DNA replication and metabolic genes
We identified several genes encoding endonucleases as well. Bm5_55 encodes HNH_3 endonuclease (pfam13392) and both Bm5_52 and Bm5_113 code for a restriction endonuclease (cd00085) (Makarova, Grishin & Shabalina, 2006). ORFs with putative roles in DNA replication, repair, and modification were identified in the BM10 phage genome. For instance, Bm10_126 encodes a type II DNA-binding protein (DNABII) (cl00257), which serves as the architectural factor in a variety of cellular processes (Prieto, Kahramanoglou & Ali, 2012). Bm10_131 encodes the 5′-3′ polymerase domain of the DNA polymerase (cl02626) (Lee, Kennedy & Yin, 2009) and Bm10_136 codes for a RecA recombinase (COG0468). Other ORFs, potentially involved in transcription and translation, include Bm10_189 (RNA polymerase sigma factor (RpoS)) (TIGR02980) and Bm10_24 (tRNA-splicing ligase (RtcB) (pfam01139) (EC:126.96.36.199)), which catalyzes the splicing of tRNA, and it may also participate in tRNA repair and recovery from stress-induced RNA damage (Tanaka & Shuman, 2011) (Tables S1 and S2).
Several genes that encode proteins that are likely to regulate host functions, are conserved in the phage genomes derived from the Bacillus species. The protein encoded by the Bm5_168 gene, containing a bacterial SH3like domain (cl17036), can be found in 28 of the 93 Bacillus phages, including phages obtained from cluster D, F, G, and L (Grose et al., 2014). We found Sigma-70 region 2 (pfam04542) encoded by the Bm10_188 gene, which represents the most conserved region of the entire RNA polymerase sigma-G factor protein and is known to interact with the clamp domain of the largest beta polymerase subunit (Jones et al., 2001) (Tables S1 and S2).
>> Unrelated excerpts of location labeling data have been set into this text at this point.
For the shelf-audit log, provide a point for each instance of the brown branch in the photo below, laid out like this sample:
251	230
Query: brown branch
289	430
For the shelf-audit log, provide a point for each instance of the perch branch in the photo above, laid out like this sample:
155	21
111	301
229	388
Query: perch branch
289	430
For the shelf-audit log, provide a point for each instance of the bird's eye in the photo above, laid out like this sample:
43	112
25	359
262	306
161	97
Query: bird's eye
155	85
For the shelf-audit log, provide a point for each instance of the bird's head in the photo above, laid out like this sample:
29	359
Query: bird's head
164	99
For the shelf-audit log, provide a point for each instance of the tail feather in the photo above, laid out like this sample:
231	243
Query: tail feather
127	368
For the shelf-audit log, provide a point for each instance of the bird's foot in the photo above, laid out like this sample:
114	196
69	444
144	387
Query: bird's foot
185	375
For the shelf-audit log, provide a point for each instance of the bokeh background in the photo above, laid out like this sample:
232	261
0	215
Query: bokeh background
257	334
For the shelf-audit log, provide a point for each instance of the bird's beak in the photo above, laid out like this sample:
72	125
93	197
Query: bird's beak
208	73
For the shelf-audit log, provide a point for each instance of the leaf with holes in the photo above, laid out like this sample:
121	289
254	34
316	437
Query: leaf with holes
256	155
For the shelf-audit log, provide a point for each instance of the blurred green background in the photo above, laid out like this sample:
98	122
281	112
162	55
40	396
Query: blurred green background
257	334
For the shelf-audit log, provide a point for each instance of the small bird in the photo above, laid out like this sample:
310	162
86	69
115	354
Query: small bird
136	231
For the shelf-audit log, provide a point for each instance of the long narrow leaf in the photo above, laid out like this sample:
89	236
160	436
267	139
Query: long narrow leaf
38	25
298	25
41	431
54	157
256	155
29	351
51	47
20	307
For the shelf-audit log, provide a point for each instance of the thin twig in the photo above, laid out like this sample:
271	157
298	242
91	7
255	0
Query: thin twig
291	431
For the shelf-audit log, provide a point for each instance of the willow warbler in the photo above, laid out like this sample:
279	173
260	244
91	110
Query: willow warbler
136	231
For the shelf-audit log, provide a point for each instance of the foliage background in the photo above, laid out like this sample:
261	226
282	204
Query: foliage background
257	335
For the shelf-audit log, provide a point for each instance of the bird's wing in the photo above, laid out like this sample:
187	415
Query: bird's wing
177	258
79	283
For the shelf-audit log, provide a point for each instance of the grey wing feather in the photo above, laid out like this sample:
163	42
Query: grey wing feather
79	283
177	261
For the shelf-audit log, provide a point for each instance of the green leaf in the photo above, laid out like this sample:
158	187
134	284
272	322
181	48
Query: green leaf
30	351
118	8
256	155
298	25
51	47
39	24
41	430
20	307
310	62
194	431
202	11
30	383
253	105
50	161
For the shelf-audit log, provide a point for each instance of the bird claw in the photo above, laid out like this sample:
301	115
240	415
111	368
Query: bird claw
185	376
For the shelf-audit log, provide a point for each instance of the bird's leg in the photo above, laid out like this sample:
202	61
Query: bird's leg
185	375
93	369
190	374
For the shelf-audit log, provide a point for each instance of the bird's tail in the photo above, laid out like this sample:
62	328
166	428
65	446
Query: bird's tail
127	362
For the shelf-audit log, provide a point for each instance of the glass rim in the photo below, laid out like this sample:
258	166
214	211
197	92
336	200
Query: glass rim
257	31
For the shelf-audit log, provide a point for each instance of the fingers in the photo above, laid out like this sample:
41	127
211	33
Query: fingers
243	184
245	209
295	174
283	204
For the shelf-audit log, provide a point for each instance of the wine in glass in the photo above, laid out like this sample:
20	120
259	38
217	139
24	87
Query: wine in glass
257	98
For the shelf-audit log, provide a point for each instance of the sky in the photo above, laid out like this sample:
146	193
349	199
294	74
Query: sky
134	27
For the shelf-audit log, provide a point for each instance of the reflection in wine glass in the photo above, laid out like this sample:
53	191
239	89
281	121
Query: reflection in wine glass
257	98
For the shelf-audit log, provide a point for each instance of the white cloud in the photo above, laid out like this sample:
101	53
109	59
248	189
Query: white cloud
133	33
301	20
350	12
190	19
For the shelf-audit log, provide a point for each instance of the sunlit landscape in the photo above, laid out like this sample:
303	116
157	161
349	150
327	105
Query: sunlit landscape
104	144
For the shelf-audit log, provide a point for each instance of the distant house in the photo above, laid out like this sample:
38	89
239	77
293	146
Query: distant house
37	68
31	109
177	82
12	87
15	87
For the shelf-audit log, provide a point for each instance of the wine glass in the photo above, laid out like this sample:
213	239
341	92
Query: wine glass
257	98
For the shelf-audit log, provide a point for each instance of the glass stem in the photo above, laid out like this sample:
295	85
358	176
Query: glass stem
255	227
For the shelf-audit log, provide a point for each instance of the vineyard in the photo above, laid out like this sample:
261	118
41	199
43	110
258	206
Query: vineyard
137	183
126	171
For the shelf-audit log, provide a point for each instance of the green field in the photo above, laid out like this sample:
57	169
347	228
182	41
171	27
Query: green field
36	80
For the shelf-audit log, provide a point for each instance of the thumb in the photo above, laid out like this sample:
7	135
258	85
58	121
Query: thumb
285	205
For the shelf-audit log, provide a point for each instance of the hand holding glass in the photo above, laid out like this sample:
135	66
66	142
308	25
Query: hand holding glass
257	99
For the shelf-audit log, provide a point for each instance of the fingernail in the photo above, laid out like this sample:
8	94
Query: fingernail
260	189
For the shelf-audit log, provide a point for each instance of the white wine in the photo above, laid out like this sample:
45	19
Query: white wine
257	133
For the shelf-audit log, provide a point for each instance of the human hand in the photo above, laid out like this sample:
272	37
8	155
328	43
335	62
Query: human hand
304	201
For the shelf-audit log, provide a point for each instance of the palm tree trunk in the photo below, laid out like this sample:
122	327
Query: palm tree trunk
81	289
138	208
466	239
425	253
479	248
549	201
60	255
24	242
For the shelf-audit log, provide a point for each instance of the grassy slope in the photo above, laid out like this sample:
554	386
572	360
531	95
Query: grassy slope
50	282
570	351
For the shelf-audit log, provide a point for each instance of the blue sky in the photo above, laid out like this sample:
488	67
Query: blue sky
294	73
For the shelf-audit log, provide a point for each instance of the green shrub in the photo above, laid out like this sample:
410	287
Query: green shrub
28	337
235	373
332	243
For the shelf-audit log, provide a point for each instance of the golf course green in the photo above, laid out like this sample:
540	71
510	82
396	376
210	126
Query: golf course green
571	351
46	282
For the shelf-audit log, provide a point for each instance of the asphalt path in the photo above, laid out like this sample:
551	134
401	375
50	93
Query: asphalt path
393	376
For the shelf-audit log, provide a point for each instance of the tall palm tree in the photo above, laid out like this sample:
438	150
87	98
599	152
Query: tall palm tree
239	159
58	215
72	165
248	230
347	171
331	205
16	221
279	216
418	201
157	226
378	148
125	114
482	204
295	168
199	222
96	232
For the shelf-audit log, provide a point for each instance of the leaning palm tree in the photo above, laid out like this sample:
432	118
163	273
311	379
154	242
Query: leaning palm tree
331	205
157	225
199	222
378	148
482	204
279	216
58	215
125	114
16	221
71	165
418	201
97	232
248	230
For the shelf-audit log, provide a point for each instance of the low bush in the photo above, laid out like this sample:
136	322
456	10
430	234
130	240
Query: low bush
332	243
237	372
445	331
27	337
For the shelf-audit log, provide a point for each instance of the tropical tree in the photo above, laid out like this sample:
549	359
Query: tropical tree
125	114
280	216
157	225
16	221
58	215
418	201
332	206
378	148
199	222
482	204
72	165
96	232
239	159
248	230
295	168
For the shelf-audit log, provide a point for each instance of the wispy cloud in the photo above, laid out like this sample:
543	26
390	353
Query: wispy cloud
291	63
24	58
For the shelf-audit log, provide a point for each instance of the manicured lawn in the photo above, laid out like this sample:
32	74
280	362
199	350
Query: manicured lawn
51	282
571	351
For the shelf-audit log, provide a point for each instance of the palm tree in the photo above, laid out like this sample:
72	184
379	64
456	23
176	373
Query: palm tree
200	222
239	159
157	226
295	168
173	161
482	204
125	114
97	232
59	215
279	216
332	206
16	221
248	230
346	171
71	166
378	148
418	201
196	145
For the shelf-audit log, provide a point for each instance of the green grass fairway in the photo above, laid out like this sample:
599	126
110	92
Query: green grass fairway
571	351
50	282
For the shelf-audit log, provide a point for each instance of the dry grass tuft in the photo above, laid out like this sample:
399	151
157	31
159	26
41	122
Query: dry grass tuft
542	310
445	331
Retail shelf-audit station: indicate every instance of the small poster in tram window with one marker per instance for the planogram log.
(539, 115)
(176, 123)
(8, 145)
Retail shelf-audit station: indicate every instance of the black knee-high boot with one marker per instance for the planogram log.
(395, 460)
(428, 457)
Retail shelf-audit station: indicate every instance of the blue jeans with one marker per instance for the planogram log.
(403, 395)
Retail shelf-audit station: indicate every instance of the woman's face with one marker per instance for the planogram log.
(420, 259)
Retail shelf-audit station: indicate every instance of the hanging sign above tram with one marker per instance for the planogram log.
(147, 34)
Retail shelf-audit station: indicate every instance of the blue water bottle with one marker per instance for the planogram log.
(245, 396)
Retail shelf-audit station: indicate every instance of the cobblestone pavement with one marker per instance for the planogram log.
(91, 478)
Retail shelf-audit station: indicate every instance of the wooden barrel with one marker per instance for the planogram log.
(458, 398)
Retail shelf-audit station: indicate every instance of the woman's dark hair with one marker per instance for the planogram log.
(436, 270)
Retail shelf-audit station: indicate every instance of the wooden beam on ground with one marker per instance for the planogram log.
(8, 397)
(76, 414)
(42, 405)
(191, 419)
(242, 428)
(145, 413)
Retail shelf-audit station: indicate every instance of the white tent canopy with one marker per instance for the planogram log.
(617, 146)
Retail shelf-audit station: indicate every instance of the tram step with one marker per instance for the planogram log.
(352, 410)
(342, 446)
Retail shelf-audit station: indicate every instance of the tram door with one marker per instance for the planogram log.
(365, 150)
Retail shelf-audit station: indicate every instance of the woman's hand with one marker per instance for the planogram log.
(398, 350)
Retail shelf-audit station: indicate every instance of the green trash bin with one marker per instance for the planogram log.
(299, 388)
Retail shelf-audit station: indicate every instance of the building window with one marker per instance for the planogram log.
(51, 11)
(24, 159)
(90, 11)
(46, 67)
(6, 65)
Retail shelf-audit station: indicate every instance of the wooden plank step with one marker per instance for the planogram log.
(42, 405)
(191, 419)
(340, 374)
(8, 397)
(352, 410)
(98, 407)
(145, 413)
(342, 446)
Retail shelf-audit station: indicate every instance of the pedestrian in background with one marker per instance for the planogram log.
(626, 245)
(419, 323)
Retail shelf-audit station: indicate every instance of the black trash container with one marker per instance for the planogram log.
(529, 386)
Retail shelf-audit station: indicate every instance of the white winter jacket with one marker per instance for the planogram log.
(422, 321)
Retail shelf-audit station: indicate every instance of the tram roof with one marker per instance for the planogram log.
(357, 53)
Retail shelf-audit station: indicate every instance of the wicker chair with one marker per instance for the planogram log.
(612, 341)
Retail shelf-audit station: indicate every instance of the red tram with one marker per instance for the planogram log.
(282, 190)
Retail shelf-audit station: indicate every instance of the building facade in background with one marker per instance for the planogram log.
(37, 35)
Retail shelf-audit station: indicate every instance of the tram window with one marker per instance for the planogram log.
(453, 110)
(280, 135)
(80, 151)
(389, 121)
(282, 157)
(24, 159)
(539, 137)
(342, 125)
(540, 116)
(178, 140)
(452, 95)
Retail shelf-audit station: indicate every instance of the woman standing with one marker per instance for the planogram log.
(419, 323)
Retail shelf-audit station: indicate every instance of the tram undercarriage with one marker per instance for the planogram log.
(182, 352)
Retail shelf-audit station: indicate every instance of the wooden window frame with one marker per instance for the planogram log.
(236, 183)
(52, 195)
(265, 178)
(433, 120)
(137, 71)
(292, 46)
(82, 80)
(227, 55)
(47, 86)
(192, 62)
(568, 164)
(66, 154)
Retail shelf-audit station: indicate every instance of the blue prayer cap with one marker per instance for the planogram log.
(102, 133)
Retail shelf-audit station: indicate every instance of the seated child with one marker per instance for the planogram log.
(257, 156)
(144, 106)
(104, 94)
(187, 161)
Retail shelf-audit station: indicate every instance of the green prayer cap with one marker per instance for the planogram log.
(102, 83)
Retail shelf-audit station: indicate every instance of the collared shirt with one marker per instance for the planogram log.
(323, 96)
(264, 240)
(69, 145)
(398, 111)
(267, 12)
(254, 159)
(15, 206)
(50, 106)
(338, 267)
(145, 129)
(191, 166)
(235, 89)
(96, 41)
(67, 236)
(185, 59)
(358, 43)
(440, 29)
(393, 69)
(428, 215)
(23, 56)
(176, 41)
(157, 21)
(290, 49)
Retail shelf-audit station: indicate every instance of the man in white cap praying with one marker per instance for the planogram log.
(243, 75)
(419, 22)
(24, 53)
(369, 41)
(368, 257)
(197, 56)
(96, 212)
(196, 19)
Genes involved in pathogenesis
The Trimeric dUTP diphosphatase (cl00493) and NTP-Ppase (cd11533) proteins that may show the host pathogenesis are encoded by the Bm10_110 and Bm5_108 genes, respectively. These proteins are commonly present in the bacteriophage genomes and have been made to function as G protein-like regulators, which are required for the transfer of staphylococcal virulence factors (Tormo-Más, Mir & Shrestha, 2010; Tormo-Más et al., 2013). Bm5_70 encoding Sialidase (cd15482) plays a vital role in the phage pathogenesis (Telford et al., 2011) (Tables S1 and S2).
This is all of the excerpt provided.